La Chine a adopté une nouvelle réglementation anti-espionnage afin de nommer les principaux instituts susceptibles d’infiltration étrangère.

Le nouveau règlement anti-espionnage de la Chine clarifie «quoi, qui et comment» pour se prémunir de l’espionnage étranger, a expliqué le ministère de la sécurité publique.

Le ministère a expliqué que face à l’intensification des attaques des espions et agences de renseignement étrangères, ainsi que «d’autres forces hostiles», la Chine a décidé de mettre en place un règlement. Celui-ci vise également à freiner le vol de renseignements contre la Chine par des méthodes plus diverses et dans des domaines plus larges.

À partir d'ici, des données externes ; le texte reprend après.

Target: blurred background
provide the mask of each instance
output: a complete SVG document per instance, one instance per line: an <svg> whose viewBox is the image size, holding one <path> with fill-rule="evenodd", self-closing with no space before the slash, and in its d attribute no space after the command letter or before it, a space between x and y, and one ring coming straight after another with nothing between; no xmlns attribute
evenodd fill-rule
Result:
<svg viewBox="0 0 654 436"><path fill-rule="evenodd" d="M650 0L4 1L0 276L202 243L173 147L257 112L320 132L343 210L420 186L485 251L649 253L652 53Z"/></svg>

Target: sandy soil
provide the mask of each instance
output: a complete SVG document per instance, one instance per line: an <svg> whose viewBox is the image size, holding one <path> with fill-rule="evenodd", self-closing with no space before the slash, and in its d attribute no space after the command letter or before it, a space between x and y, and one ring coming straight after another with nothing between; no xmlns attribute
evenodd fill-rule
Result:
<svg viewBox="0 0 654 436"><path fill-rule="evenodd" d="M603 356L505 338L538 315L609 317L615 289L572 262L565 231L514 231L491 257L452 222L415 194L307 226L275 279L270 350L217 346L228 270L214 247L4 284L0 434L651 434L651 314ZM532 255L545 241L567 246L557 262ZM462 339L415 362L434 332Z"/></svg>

«Le règlement est d’une grande importance pour améliorer le système juridique de protection de la sécurité nationale en précisant les responsabilités que doivent assumer les entreprises et les institutions. Il met l’accent sur les entreprises et les institutions qui prennent des mesures de précaution contre l’espionnage étranger», a expliqué Li Wei, expert en sécurité nationale et anti-terrorisme à l’Institut chinois des relations internationales contemporaines.

Selon le règlement, les entreprises, organisations ou groupes sociaux figurant sur la liste assumeront la responsabilité de mettre en place de nouvelles mesures pour lutter contre l’espionnage étranger. Cela pourrait passer par la rédaction et signature par le personnel de l’entreprise de lettres d’engagement avant la prise de fonctions. Ils devront « rendre compte de leurs activités liées à la sécurité nationale, en formant le personnel avant son départ à l’étranger et réalisant un entreprise avec lui après son retour en Chine ».

Un membre du personnel chargé des affaires étrangères au siège d’une entreprise publique centrale à Pékin, a expliqué sous couvert d’anonymat au journal Global Times que le ministère avait renforcé la sécurité pour éviter tout contre-espionnage auprès de tout le personnel voyageant à l’étranger depuis 2019 lorsque les dirigeants chinois ont décidé d’engager des mesures pour assurer la sécurité de la Chine.

«Le personnel en voyage d’affaires dans des pays étrangers, tels que les pays de l’alliance Five Eyes – les États-Unis, le Royaume-Uni, l’Australie, le Canada et la Nouvelle-Zélande – a été invité à déclarer strictement leurs destinations de voyage, leurs ordres du jour et leurs réunions avec le personnel étranger, et ils doivent obtenir l’approbation de leurs supérieurs directs avant que les demandes ne soient examinées par le siège», a-t-il noté.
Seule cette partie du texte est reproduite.